My explanation for this is, that the values in the "year"-column of "dfr3" are not unique, which leads to several numbers being assigned to each year and explains why: len(listr) = 28
I haven't been able to find a way around this error yet. Please keep in mind that the real dataset is much larger than this one.
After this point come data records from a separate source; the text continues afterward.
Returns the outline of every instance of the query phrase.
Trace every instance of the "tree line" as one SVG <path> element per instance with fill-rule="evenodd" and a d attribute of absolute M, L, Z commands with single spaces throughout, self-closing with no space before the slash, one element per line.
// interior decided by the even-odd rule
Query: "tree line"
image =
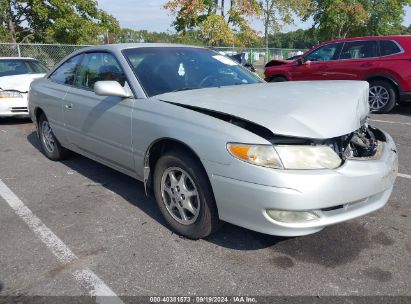
<path fill-rule="evenodd" d="M 120 28 L 95 0 L 0 0 L 0 41 L 306 49 L 333 38 L 411 33 L 402 26 L 407 5 L 411 0 L 168 0 L 163 9 L 174 17 L 174 31 L 155 33 Z M 312 28 L 282 32 L 307 20 Z"/>

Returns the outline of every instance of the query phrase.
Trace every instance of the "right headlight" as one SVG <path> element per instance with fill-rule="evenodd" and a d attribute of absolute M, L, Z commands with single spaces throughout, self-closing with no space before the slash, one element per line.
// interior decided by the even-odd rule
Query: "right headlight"
<path fill-rule="evenodd" d="M 238 159 L 274 169 L 335 169 L 342 162 L 331 147 L 324 145 L 271 146 L 228 143 L 227 150 Z"/>
<path fill-rule="evenodd" d="M 342 162 L 329 146 L 278 145 L 275 150 L 285 169 L 335 169 Z"/>

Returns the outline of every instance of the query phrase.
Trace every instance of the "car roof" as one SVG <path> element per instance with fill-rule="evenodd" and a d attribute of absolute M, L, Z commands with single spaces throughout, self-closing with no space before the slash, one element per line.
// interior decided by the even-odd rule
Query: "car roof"
<path fill-rule="evenodd" d="M 102 44 L 94 45 L 82 48 L 79 51 L 94 51 L 94 50 L 125 50 L 132 48 L 144 48 L 144 47 L 158 47 L 158 48 L 169 48 L 169 47 L 184 47 L 184 48 L 203 48 L 195 45 L 186 44 L 176 44 L 176 43 L 116 43 L 116 44 Z"/>
<path fill-rule="evenodd" d="M 0 60 L 37 60 L 31 57 L 0 57 Z"/>
<path fill-rule="evenodd" d="M 411 35 L 391 35 L 391 36 L 362 36 L 362 37 L 352 37 L 352 38 L 342 38 L 342 39 L 333 39 L 325 41 L 322 44 L 334 43 L 334 42 L 346 42 L 346 41 L 359 41 L 359 40 L 402 40 L 411 38 Z"/>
Any help would be much appreciated!
As you said in the title, this is merge on two column:
dfr1['result_of_upstream_pollution'] = dfr1.merge(dfr1, left_on=['river_id','year'],
right_on=['river_id','year_of_upstream_pollution'],
how='right')['pollution_x']
print(df)
Output:
result_of_upstream_pollution
0 20.0
1 20.0
2 11.0
3 11.0
4 11.0
5 NaN
6 22.0
7 20.0
8 25.0
9 18.0
10 NaN
11 NaN
12 15.0
13 15.0
14 10.0
15 26.0
16 28.0
17 NaN
I just realized that this solution doesn't seem to be working for me.
When i execute the code, this is what happens:
dfr1['result_of_upstream_pollution'] = dfr1.merge(dfr1, left_on=['river_id','year'],
right_on=['river_id','year_of_upstream_pollution'],
how='right')['pollution_x']
print(dfr1)
river_id year pollution year_of_upstream_pollution \
0 1 2000 10 2002.0
1 1 2001 14 2002.0
2 1 2002 20 2003.0
3 1 2003 11 2005.0
4 1 2004 8 2005.0
5 1 2005 11 NaN
6 2 1990 20 1991.0
7 2 1991 22 1992.0
8 2 1992 20 1993.0
9 2 1993 25 1994.0
10 2 1994 18 NaN
11 2 1995 21 NaN
12 3 2000 30 2002.0
13 3 2001 19 2002.0
14 3 2002 15 2003.0
15 3 2003 10 2004.0
16 3 2004 26 2005.0
17 3 2005 28 NaN
result_of_upstream_pollution
0 20.0
1 20.0
2 11.0
3 11.0
4 11.0
5 22.0
6 20.0
7 25.0
8 18.0
9 15.0
10 15.0
11 10.0
12 26.0
13 28.0
14 NaN
15 NaN
16 NaN
17 NaN
For some reason, this code doesn't seem to be handling the "NaN" values in the right way.
If there is an "NaN"-value (in the column: "year_of_upstream_pollution"), there shouldnt be a value in "result_of_upstream_pollution".
Equally, the ids 14,15 and 16 all have values for the "year_of_upstream_pollution" which has matching data in the "pollution-column" and therefore should also have values in the result-column.
On top of that, it seems that all values after the first "NaN" (at id = 5) are assigned the wrong values.
#Quang Hoang Thank you very much for trying to solve my problem! Could you maybe explain why my results differ from yours?
Does anyone know how i can get this code to work?